Guggenheim Installation; Conceptual Art is Theatre and Clown.

The famous circular rotunda of the Guggenheim art museum was completely empty.  That’s not something I would normally pay to see, but I went to the Tino Sehgal exhibit with my mom hat on because one of the neighbor kids is in it.  After I got there and walked through the experience I realized how many similarities there were between the artist selected set of people interacting with the museum-goers and the work I have done as a clown working meet-and-greet gigs.

I read the program: “a visitor is no longer only a passive spectator, but one who bears a responsibility in shaping and even contributing to the actual realization of the piece”.  Yeah, and that can be also true of riding the subway or going to the park, basically of living in the city.

Off-hand I can think of half a dozen writers and directors I know from the under-publicized theater scene of the Seattle in the 1990’s who could have put together a far more powerful encounter between visitors and the space.  I hesitate to sound like the old “my kid could paint that” dismissal.

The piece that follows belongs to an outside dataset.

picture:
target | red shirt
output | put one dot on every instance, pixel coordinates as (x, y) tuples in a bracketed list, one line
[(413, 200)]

As I spoke one by one with with representatives of the artist’s concept as we walked together up the spiral rotunda;  first a child, then a teen, then a  20-something and finally an older adult of retirement age I thought about some of the work I have done interacting with audience members as part of site specific theatrical productions.   Annex Theatre’s The Yellow Kid by Brian Faker and Bliss Kolb which began with audience members walking through a back alley and up dark stairs unable to avoid interacting with the kids who were there and Nikki Appino’s ambitious Djinn in an abandoned naval base warehouse come to mind.  I wish I could see what they would have made if they had been given permission to play with their ideas and a bunch of performers the Guggenheim rotunda space.

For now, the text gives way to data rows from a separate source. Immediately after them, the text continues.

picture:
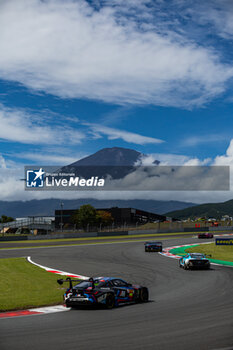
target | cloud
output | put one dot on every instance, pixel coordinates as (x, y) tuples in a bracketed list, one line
[(75, 50), (28, 128), (113, 134), (203, 139), (47, 158)]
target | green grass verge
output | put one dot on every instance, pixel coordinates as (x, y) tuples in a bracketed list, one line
[(217, 252), (24, 285)]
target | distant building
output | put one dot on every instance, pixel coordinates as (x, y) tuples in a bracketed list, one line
[(121, 217)]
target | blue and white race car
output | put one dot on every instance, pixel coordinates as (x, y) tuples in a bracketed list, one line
[(103, 291), (194, 260)]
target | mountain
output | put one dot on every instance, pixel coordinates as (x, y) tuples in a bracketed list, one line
[(115, 156), (115, 161), (209, 210), (47, 207)]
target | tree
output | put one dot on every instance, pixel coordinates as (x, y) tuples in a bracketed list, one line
[(104, 217)]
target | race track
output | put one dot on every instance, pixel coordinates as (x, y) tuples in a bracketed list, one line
[(187, 309)]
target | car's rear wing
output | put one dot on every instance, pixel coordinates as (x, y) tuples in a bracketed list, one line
[(158, 243), (68, 280)]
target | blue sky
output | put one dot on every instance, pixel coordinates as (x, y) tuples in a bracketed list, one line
[(77, 76)]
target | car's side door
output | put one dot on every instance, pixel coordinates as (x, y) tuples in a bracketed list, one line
[(122, 289)]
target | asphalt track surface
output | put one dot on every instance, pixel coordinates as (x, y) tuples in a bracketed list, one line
[(187, 309)]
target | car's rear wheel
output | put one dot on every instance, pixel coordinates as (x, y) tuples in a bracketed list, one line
[(110, 301), (143, 295)]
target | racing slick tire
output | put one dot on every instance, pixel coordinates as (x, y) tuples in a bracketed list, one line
[(143, 295), (110, 301)]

I suppose everybody can say something like that.

The Yellow Kid of my youth

 

 

The Yellow Kid
The Yellow Kid

Last night out in cyberspace I came across video of the 1995 Annex Theatre production of The Yellow Kid.  Seeing it again… an amazing production–so ambitious in scope for a Seattle fringe theatre company– has me revisiting what is important in my life and how I respect or disrespect my own art.

In a September 21, 1995 Seattle Times interview, Brian Faker told Misha Berson:

“The thrust of our play is the decisions an artist makes – what do you do just for the bucks, and what do you do for your heart’s inspiration? In the end Outcault actually murders the Kid, symbolically destroying something in himself.”

Low-budget production

The struggle to earn a living while maintaining one’s artistic integrity is one that Faker, 35, a versatile stage actor with credits in many Seattle theaters, knows intimately. Currently living on unemployment benefits, he scrambled together $1,100 to finance this shoestring fringe production.

“We’re doing `Miss Saigon’ at the Annex,” he laughs. “We’ve got 27 actors, a cat, a goat, two dogs, 200 slide projections, film, rolling scenery. It’s just a monster.

“We’re funding this completely out of pocket – and out of favors. My wife (actress Peggy Poage) is probably our biggest contributor. And a lot of other people just decided to go insane with me on this.”

 I was in that production and The Husband was in the booth as stage manager.  We began dating during the run.  A framed poster from the production hangs in our living room, next to photos of My Kid as a toddler in long yellow shirt.